The end of the school year offers administrators an opportunity to assess every aspect of the previous year to make the upcoming year that much better for students and teachers. The professional development program/agenda is assessed as well.

As school building and district leaders develop professional development for the next year, I would encourage them to really focus on supporting teachers in the areas of teacher content and teacher instruction. Supporting teachers in these areas will go a long way with impacting student growth and engagement.

In the area of content, school and/or district leaders must support teachers concerning teacher content knowledge and teacher content delivery. Teacher content knowledge refers to the knowledge a teacher has about their content.
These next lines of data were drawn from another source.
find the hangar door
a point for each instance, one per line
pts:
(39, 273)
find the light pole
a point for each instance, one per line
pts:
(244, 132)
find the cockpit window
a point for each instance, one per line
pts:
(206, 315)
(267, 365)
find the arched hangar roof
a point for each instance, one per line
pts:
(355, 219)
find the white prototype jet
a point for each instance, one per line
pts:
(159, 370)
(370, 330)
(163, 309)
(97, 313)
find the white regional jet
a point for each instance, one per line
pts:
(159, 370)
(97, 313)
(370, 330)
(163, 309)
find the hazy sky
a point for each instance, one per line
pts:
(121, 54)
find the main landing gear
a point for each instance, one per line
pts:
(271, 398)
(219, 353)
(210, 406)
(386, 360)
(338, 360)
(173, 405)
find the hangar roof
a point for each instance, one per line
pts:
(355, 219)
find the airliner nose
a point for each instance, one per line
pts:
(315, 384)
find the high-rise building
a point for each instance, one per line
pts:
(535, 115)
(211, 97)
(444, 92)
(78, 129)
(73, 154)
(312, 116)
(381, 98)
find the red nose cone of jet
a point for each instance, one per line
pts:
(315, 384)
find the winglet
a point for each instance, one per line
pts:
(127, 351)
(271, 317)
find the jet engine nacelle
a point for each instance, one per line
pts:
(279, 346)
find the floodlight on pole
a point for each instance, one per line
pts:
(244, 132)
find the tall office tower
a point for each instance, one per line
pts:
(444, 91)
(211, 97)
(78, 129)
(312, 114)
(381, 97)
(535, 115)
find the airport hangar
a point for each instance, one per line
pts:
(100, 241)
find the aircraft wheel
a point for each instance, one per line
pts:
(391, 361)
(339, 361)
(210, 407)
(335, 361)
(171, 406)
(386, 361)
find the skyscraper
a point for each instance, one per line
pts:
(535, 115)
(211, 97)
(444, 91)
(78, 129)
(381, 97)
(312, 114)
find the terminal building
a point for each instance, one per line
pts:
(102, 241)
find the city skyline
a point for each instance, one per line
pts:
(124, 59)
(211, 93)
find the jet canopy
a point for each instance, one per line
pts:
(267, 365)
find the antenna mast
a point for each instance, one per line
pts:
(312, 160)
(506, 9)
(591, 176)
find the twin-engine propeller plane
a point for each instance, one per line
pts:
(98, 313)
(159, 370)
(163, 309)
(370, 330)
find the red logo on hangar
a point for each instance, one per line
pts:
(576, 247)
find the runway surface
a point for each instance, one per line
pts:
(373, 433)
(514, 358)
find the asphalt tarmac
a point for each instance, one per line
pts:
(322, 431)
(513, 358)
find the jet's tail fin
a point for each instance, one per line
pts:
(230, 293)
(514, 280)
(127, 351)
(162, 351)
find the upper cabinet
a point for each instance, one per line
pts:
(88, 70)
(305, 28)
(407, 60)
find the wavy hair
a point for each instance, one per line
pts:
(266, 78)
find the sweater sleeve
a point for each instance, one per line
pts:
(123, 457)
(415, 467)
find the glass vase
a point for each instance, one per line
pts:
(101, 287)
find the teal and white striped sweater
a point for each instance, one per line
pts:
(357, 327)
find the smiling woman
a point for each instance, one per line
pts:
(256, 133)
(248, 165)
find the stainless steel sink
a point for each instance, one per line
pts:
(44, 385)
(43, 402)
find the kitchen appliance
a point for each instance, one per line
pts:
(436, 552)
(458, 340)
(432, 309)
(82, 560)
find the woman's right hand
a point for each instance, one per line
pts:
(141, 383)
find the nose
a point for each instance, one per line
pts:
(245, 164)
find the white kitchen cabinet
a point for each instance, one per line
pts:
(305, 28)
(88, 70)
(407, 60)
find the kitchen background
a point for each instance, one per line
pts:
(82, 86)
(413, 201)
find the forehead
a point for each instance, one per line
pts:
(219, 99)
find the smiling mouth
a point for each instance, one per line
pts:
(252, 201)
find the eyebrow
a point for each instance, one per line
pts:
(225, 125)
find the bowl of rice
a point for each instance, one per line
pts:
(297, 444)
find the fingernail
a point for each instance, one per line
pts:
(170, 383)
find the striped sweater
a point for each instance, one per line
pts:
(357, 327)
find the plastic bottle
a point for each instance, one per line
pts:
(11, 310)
Teacher content delivery refers to the strategies for articulating their knowledge to students.

In the area of instruction, school and/or district leaders must support teachers concerning teacher instructional outcomes and teacher instructional strategies. Teacher instructional outcomes refers to the desired information/knowledge the teacher desires the students to internalize as a result of their teaching the lesson. Teacher instructional strategies refers to the various methods utilized for students to internalize the information/knowledge from the lesson.

This may seem elementary; teachers should already know what to do concerning these areas. However, where we [educators] can fall short in our praxis is taking the basic things for granted: assuming that we have our content and instructional praxis covered and up to snuff. Educators are students also; we have room to grow. If we believe that there is little to nothing more to learn and that we can grow more, we will regress.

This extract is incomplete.